Parameter	Type	Default	Description
`model`	`str`	required	LLM model (`"gpt-4o"`, `"anthropic:claude-3-5-sonnet-latest"`, `"google:gemini-2.0-flash"`, `"ollama:llama3"`, or `CustomLLMClient`)
`threshold`	`float`	required	Minimum score to pass
`name`	`str`	required	Name for the metric
`criteria`	`str`	required	What to evaluate (high-level description)
`evaluation_steps`	`list[str]`	`None`	Specific evaluation steps (auto-generated if not provided)
`temperature`	`float`	`0.8`	Aggregation strictness

Usage¶

Simple — Auto-Generated Steps¶

from eval_lib import CustomEvalMetric, EvalTestCase, evaluate
import asyncio

metric = CustomEvalMetric(
    model="gpt-4o",
    threshold=0.7,
    name="TechnicalAccuracy",
    criteria="Evaluate the technical accuracy and depth of the AI's explanation of programming concepts."
)

test_case = EvalTestCase(
    input="Explain how garbage collection works in Python.",
    actual_output="Python uses reference counting as its primary garbage collection mechanism. Each object maintains a count of references pointing to it. When the count drops to zero, the memory is freed.

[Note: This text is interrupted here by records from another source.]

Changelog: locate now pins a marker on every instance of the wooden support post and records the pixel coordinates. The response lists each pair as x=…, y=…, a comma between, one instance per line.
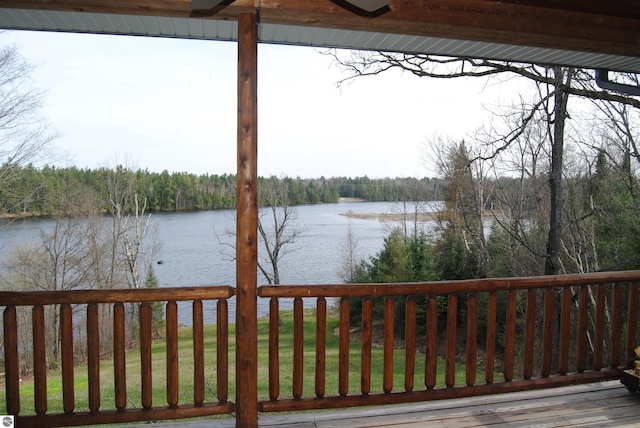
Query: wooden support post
x=247, y=224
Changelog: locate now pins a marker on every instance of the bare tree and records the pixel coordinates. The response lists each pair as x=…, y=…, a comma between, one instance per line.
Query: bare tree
x=24, y=136
x=276, y=226
x=277, y=229
x=351, y=260
x=554, y=86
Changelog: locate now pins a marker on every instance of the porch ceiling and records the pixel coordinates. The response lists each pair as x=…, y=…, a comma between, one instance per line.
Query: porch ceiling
x=586, y=34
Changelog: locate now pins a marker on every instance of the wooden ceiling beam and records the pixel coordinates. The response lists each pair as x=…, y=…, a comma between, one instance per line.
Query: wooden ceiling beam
x=611, y=27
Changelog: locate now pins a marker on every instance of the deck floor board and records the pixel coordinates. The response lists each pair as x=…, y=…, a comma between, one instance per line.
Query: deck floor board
x=601, y=404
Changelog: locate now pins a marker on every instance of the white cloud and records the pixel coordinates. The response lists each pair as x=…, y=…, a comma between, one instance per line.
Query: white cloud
x=171, y=104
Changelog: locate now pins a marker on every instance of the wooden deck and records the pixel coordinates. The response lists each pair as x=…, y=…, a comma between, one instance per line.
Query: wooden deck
x=590, y=405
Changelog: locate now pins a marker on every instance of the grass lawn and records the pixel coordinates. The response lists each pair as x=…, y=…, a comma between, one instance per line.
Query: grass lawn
x=185, y=346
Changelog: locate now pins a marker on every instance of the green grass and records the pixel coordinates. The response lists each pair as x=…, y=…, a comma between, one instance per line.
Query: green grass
x=186, y=363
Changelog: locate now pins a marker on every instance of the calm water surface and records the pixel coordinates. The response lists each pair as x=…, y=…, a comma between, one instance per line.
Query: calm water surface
x=196, y=251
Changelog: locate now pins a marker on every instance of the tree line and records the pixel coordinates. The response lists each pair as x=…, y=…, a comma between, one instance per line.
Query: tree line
x=38, y=191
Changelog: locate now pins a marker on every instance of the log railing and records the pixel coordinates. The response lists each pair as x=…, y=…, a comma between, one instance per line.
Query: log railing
x=458, y=339
x=125, y=407
x=540, y=332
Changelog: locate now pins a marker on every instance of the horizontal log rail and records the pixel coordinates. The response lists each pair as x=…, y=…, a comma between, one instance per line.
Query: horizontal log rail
x=538, y=332
x=456, y=339
x=122, y=308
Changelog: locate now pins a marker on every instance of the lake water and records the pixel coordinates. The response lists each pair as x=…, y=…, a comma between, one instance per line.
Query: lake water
x=195, y=248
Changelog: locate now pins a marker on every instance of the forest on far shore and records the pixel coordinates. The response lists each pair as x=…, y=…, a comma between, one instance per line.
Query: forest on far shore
x=50, y=190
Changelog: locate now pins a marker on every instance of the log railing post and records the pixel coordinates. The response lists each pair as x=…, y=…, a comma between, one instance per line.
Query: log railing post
x=247, y=224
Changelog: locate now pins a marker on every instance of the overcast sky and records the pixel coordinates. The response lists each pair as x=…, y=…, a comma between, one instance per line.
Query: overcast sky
x=171, y=104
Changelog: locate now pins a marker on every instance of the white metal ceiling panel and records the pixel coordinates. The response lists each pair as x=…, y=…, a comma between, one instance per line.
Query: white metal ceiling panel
x=298, y=35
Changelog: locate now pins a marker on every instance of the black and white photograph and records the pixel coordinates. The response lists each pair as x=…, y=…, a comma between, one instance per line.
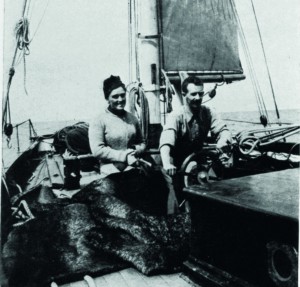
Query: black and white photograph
x=150, y=143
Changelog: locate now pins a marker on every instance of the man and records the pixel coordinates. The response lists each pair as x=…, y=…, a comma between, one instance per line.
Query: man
x=186, y=131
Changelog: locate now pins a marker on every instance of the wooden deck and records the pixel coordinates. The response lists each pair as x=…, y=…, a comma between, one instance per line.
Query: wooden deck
x=132, y=278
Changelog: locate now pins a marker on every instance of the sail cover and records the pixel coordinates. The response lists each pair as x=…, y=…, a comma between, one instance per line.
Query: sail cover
x=199, y=35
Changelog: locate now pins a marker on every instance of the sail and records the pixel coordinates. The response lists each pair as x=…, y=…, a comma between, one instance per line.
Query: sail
x=200, y=36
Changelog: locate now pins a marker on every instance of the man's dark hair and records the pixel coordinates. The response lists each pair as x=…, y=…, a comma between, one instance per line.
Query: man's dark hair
x=111, y=83
x=190, y=80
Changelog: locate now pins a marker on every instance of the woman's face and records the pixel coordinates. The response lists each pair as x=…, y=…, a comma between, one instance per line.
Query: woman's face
x=117, y=99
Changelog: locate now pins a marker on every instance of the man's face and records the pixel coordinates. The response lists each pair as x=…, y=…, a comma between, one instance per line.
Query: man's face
x=117, y=99
x=194, y=96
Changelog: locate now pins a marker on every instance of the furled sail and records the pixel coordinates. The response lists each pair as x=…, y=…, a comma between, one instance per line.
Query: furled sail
x=201, y=37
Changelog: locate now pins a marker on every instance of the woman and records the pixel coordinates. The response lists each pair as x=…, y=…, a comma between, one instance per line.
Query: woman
x=115, y=136
x=116, y=140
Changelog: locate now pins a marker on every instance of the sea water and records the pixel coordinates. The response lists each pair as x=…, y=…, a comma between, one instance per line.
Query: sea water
x=236, y=122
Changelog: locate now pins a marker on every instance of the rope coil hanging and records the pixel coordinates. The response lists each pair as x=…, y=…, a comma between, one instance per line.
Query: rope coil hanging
x=137, y=97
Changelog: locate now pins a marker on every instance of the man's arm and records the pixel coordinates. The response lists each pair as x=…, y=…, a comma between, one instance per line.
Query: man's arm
x=167, y=160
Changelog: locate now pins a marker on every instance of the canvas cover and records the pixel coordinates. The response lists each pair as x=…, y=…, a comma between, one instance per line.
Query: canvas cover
x=199, y=35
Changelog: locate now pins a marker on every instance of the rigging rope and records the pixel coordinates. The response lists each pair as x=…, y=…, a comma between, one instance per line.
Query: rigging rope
x=259, y=98
x=265, y=58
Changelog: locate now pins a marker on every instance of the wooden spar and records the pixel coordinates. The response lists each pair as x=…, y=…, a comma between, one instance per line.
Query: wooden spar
x=145, y=62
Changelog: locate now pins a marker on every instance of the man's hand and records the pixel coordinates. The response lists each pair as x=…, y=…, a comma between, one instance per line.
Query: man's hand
x=224, y=144
x=170, y=169
x=131, y=159
x=226, y=160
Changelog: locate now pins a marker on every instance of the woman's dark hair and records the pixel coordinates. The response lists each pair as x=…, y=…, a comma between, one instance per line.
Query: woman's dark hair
x=190, y=80
x=111, y=83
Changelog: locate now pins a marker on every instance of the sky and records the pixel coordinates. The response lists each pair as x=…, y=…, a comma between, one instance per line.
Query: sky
x=79, y=43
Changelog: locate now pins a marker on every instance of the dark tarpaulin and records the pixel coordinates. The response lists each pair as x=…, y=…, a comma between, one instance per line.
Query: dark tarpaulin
x=199, y=35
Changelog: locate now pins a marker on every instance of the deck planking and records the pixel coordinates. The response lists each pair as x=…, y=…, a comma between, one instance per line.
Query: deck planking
x=130, y=277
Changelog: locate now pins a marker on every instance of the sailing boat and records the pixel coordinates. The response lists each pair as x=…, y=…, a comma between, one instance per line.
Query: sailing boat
x=159, y=52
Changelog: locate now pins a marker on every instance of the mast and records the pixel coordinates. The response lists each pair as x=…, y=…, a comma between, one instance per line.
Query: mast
x=145, y=59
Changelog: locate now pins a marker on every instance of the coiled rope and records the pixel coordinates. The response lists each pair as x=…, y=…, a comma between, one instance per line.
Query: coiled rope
x=137, y=96
x=250, y=140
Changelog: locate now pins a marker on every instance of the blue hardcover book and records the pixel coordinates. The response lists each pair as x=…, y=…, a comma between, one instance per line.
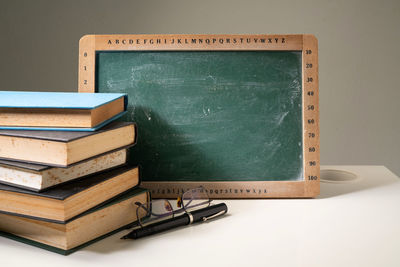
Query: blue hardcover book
x=59, y=111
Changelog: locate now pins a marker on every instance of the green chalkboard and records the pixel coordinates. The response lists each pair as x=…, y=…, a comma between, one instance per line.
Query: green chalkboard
x=211, y=115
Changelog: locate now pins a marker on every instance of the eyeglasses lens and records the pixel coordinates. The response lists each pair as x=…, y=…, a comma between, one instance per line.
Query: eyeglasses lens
x=195, y=199
x=156, y=210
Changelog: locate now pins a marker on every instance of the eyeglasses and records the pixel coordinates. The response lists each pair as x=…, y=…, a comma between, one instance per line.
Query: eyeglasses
x=163, y=209
x=160, y=215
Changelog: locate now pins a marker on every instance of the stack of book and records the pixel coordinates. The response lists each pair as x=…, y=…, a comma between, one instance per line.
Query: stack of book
x=64, y=181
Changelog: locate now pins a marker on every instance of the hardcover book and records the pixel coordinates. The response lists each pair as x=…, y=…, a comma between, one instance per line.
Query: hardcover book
x=62, y=203
x=85, y=229
x=40, y=177
x=63, y=148
x=59, y=111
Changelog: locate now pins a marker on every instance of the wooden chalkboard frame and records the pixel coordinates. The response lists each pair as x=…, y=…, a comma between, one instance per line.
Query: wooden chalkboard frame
x=307, y=44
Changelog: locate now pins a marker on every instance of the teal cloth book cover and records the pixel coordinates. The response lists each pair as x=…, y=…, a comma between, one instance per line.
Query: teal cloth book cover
x=25, y=104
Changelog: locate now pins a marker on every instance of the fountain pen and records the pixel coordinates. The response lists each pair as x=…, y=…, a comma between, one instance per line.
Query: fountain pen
x=200, y=215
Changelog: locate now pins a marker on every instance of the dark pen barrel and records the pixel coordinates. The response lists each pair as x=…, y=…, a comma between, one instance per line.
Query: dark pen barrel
x=160, y=226
x=198, y=215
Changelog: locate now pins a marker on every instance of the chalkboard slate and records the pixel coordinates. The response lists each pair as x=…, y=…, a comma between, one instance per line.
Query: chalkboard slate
x=211, y=115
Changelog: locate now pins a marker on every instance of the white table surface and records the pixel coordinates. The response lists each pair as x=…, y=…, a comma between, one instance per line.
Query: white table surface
x=350, y=224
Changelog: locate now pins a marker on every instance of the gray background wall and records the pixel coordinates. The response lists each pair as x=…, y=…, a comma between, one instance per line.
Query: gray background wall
x=359, y=58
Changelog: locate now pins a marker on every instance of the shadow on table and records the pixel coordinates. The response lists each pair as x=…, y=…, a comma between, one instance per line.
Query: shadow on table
x=336, y=182
x=114, y=244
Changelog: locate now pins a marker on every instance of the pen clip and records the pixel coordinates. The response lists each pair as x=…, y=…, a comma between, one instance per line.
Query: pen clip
x=213, y=216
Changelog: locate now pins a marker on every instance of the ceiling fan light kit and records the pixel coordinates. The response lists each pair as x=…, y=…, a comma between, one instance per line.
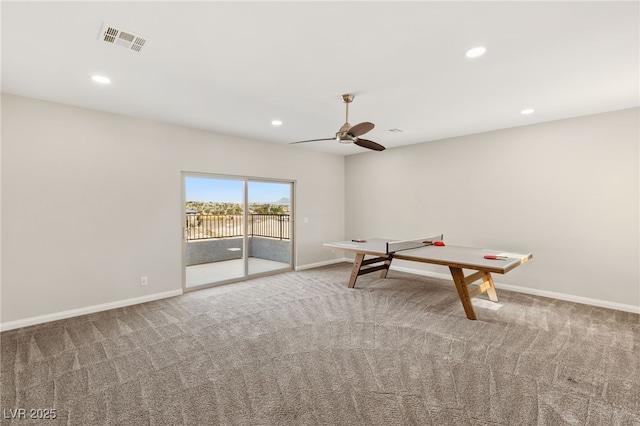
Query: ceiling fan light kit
x=351, y=134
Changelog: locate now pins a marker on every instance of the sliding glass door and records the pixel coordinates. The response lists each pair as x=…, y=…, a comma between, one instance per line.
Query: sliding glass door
x=269, y=226
x=235, y=227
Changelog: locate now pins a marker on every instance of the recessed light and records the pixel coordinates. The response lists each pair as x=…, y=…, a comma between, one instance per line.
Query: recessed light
x=100, y=79
x=476, y=51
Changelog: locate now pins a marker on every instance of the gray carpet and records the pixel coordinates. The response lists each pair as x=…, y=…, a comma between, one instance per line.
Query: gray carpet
x=301, y=349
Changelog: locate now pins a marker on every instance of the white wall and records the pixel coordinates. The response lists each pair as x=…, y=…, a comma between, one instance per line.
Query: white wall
x=92, y=201
x=567, y=191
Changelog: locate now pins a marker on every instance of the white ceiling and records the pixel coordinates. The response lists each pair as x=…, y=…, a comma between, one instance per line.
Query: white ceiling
x=233, y=67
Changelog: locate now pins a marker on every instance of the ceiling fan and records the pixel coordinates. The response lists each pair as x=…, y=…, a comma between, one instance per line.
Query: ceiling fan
x=351, y=134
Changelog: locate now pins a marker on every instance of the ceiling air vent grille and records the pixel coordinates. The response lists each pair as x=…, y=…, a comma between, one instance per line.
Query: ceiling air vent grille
x=119, y=37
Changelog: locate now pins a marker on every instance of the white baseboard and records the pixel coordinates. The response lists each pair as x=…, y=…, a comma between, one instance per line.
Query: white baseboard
x=87, y=310
x=325, y=263
x=536, y=292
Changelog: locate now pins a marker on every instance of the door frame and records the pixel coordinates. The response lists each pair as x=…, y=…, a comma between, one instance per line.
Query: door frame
x=245, y=243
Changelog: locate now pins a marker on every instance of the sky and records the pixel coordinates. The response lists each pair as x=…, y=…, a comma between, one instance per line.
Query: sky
x=230, y=191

Python also has a generational garbage collector to handle circular references."
)

results = asyncio.run(evaluate([test_case], [metric]))

Advanced — Custom Steps¶

metric = CustomEvalMetric(
    model="gpt-4o",
    threshold=0.7,
    name="CustomerServiceQuality",
    criteria="Evaluate the quality of customer service responses",
    evaluation_steps=[
        "Check if the response acknowledges the customer's issue",
        "Verify that a solution or next step is provided",
        "Assess the tone for empathy and professionalism",
        "Check if the response is clear and free of jargon",
        "Verify the response is concise but complete"
    ],
    temperature=0.5
)

Domain-Specific Examples¶

# Medical Information Quality
medical_metric = CustomEvalMetric(
    model="gpt-4o",
    threshold=0.8,
    name="MedicalInfoQuality",
    criteria="Evaluate the accuracy, safety, and appropriateness of medical information. Check for disclaimers about consulting healthcare professionals.",
    temperature=0.2  # Strict for safety
)

# Code Review Quality
code_review_metric = CustomEvalMetric(
    model="gpt-4o",
    threshold=0.7,
    name="CodeReviewQuality",
    criteria="Evaluate the quality of code review feedback: completeness, actionability, and identification of potential bugs or improvements."
)

# Educational Content
education_metric = CustomEvalMetric(
    model="anthropic:claude-3-5-sonnet-latest",
    threshold=0.7,
    name="EducationalClarity",
    criteria="Evaluate educational content for clarity, progressive complexity, use of examples, and engagement."
)

Scoring¶

The standard 5-level verdict system is applied to each evaluation criterion:

Verdict	Weight
`fully`	1.0
`mostly`	0.9
`partial`	0.7
`minor`	0.3
`none`	0.0

Cost¶

1-2 LLM API calls per evaluation (1 if steps are provided, 2 if auto-generated).